With smiling faces and open arms, the Cabrini softball team held a press conference to welcome two of their newest players. Nine-year-old Jordyn Zajac and her 12-year-old brother Coy have officially signed to be on the softball teams roster for this upcoming season.
Obviously Jordyn and Coy are not your average collegiate athletes but they have experienced hardships and bumps in the road just like any other athlete has.
Jordyn was diagnosed with Shwachman Diamond Syndrome (SDS), a condition that affects the body but more specifically a bone’s bone marrow. Bone marrow produces blood cells but SDS prevents the bone marrow from producing the necessary amount of white blood cells.
In return it makes the body vulnerable to sicknesses and at two and a half years young Jordyn was constantly tested for before finding out she had SDS. Before she dug into her ice cream sundae with her new teammates, Jordyn explained how excited she was in such a colorful and animated manner that only a nine-year-old could.

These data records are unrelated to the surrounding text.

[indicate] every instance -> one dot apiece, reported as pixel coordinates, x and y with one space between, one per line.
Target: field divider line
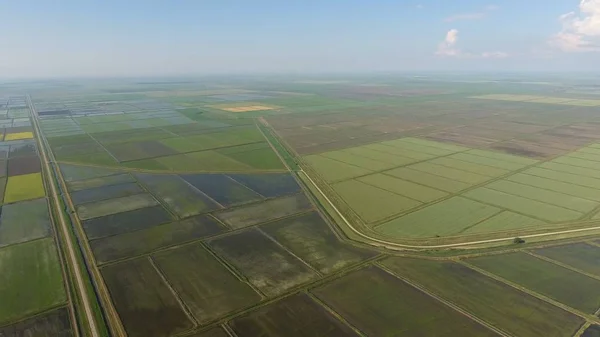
176 295
73 262
105 304
334 313
228 330
288 251
233 270
445 302
563 265
523 289
592 243
582 329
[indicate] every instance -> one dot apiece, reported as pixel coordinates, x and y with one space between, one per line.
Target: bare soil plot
75 172
379 304
498 304
23 165
105 192
309 237
581 256
269 185
222 189
116 205
144 302
54 323
293 316
24 221
207 287
257 213
564 285
139 150
149 239
266 265
179 196
30 279
125 222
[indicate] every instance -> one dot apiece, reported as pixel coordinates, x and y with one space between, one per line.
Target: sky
74 38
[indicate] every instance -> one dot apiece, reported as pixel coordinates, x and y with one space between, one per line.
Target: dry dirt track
71 255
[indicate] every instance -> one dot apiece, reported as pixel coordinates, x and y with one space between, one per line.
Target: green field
559 283
498 304
30 279
381 305
207 288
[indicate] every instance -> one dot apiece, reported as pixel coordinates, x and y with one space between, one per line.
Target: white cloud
472 16
449 48
580 30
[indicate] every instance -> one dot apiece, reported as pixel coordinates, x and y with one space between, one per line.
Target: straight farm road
71 255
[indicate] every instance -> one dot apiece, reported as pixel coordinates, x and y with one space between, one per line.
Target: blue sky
177 37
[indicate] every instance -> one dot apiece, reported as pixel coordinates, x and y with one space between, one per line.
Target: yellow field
248 108
19 135
24 187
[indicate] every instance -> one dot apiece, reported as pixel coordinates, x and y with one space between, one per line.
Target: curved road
63 224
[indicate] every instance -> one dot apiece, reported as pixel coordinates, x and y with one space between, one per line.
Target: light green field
371 203
30 279
449 217
561 284
402 187
428 179
522 205
24 187
332 170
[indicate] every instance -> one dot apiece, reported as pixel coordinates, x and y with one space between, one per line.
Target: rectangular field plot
54 323
371 203
545 196
222 189
116 179
105 192
564 285
522 205
293 316
449 217
309 237
504 221
333 170
581 256
125 222
379 304
557 186
502 306
269 185
30 279
427 179
74 172
266 265
24 187
181 198
24 221
402 187
146 240
257 213
145 304
206 286
113 206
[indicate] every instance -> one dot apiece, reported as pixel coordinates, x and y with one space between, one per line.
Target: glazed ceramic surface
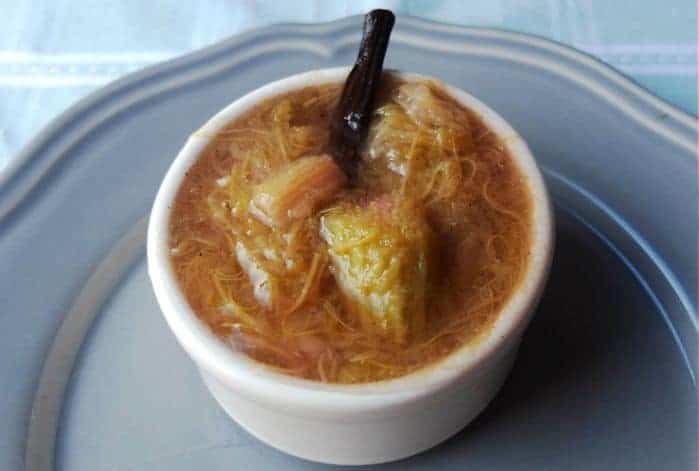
93 379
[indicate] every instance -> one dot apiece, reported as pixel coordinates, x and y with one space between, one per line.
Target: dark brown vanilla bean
351 119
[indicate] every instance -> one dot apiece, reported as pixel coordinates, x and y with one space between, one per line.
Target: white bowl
351 424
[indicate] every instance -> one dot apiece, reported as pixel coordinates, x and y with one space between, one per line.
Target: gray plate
605 379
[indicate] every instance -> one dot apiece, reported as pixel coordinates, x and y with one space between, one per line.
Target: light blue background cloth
54 52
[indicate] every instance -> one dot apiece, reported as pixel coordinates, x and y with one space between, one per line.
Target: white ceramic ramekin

“I’d like to go outside and get some fresh air and just hangout,” Jordyn said. “I feel like I’ll be a part of the family.”

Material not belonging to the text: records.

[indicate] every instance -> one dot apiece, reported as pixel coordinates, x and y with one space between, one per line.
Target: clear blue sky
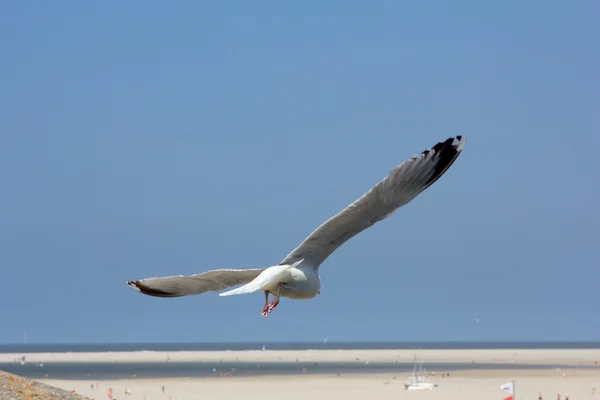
142 139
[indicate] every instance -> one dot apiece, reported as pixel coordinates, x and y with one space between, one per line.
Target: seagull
297 275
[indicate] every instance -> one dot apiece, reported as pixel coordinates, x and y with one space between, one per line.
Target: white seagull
297 276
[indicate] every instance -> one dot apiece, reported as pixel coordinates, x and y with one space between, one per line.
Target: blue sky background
143 139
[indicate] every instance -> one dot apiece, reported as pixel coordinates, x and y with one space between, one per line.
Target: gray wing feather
403 184
177 286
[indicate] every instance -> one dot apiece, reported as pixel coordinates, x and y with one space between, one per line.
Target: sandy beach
465 385
578 383
585 357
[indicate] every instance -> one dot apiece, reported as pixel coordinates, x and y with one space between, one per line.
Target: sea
96 371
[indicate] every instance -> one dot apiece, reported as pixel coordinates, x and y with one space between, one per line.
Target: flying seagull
297 276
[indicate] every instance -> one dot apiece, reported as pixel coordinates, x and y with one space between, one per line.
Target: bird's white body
298 281
297 275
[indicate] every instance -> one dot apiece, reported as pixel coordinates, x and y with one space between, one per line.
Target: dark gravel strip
14 387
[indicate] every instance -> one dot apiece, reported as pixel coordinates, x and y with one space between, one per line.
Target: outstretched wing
403 184
177 286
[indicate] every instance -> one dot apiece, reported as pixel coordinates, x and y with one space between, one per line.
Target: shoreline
574 357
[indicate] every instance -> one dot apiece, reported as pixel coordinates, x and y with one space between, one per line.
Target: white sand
463 385
586 357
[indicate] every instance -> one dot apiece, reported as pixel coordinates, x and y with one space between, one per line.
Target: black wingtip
446 153
137 285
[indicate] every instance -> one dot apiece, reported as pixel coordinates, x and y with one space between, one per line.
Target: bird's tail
268 277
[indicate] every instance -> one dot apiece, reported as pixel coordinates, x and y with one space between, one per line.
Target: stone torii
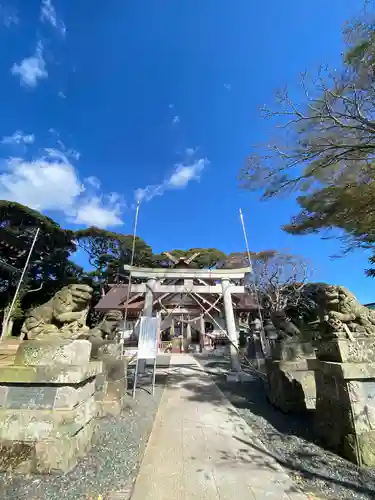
223 286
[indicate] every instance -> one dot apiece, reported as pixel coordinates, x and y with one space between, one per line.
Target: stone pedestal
345 407
291 383
8 349
112 384
47 406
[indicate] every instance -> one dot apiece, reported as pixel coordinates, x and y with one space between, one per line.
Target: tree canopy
325 148
50 266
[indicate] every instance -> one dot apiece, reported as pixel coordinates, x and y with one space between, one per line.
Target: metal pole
6 321
262 333
130 275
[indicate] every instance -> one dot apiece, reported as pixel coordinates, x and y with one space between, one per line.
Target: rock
62 317
112 385
345 406
48 406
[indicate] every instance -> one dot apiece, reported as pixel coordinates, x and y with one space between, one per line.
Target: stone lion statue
63 316
339 311
105 332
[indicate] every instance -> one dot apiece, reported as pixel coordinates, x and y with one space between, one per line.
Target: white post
5 322
149 298
188 335
147 311
203 332
231 325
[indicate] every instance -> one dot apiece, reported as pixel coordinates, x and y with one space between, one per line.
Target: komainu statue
108 328
339 311
105 332
63 316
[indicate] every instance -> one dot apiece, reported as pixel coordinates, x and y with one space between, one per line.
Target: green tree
50 266
108 252
207 258
325 150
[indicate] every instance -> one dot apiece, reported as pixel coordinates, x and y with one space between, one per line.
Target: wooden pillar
231 325
147 311
203 332
188 335
149 297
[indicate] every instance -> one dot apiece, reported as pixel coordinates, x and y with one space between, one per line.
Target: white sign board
148 337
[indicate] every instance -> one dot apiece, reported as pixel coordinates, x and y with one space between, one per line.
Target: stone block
341 350
345 409
291 349
46 456
53 353
8 349
36 425
49 374
48 406
291 385
112 385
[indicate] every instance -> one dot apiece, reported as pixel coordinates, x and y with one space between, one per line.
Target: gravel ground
108 470
290 439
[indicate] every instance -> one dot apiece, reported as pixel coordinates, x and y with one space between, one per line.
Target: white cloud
18 138
48 15
186 173
9 16
93 181
180 178
99 211
51 183
190 151
32 69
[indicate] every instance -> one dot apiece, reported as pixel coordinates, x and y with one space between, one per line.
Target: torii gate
223 286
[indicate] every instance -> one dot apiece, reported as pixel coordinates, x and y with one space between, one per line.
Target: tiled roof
117 295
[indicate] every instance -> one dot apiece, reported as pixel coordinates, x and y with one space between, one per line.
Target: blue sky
159 99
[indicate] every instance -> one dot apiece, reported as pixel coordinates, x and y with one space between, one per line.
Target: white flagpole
262 333
6 321
122 339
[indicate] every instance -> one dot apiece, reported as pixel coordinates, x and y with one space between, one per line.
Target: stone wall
345 407
47 406
291 383
112 383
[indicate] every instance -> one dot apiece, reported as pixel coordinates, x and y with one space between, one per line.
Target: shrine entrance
187 298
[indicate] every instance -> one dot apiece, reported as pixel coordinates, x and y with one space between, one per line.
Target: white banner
148 337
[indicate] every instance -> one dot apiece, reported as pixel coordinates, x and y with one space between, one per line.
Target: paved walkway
201 449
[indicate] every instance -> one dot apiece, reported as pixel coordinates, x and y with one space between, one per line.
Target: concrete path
201 449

While Jordyn stressed the importance of the team camaraderie, her brother Coy had a few aspirations of his own.
“I want to win championships and not lose a game,” Coy said.
When talking about his goals, he also mentioned how he felt to be a part of the team.
“It’s just amazing how it feels, the inside of your body just shakes randomly,” Coy said. “It feels good.”
Coy has had his bouts with illnesses as well. He was diagnosed with asthma and eventually had surgery to remove a plastic disc from a nebulizer that was blocking his airways.
With all of the adversity that Jordyn and Coy have faced, head softball Coach Mitchell Kline feels it is his duty to create memorable experiences for Jordyn and Coy that will last a lifetime.
“They’ll suit up. Before the game, the [players] put eye black on, so they’ll put eye black on the kids, they’ll wear their visors, they’ll wear their jerseys,” Kline said. “If there’s an opportunity that we can introduce them when we introduce the players, hopefully we can do that if it’s within NCAA rules.”
He stressed the importance of wanting his players to see the bigger picture. For Coach Kline, softball is “just a game.” He expects the best effort from his players but he knows that the situation at hand is far more important than just wins and losses.
“Hopefully our kids, by getting a chance to know Jordyn and Coy and seeing how strong they are and how much fight they have, they’ll learn a lot from that and it’ll be a great experience for them, “ Kline said.
Sophomore utility player Stacie Roller had a similar out look on the situation as well.
“I just hope to bring them joy and something to keep their mind off what is going on back home,” Roller said.
Director of Athletics and Recreation, Brad Koch was responsible for connecting Jordyn and Coy to Cabrini through an organization called Team IMPACT. This is the first year that Koch came in contact with Team IMPACT. Their main focus is to uplift children with illnesses and life-threatening conditions by having them drafted to selected college athletic teams. Cabrini is trying to move in a new direction to have its student athletes giving back.
“It’s important for our student athletes to do as much as we can under the umbrella of Division III,” Koch said. “Part of that is to provide our student athletes with a well rounded experience and that means being active in the community and engaging with the community and working with Coy and Jordan is a big part of that.”
The Zajac parents were there in support of their children. They are grateful for the opportunity and excited that their children will mesh with the team.
“It was nice to see that the college cares enough to reach out and brighten the day of these two kids,” Chris Zajac said.
“I think it says a lot about the [college] and what they stand for and what they’re trying to do.”
Kim Zajac added her thoughts and gave her three main focuses for her children.
“Camaraderie. An extended family, friendships,” Zajac said.
According to Koch, Cabrini has stepped up and is getting other sports teams involved and feel the need to continue to make a difference in their community.
“We’re doing it with other sports a well and it’s my hope that we continue to expand and this relationship with team impact will continue to grow,” Koch said.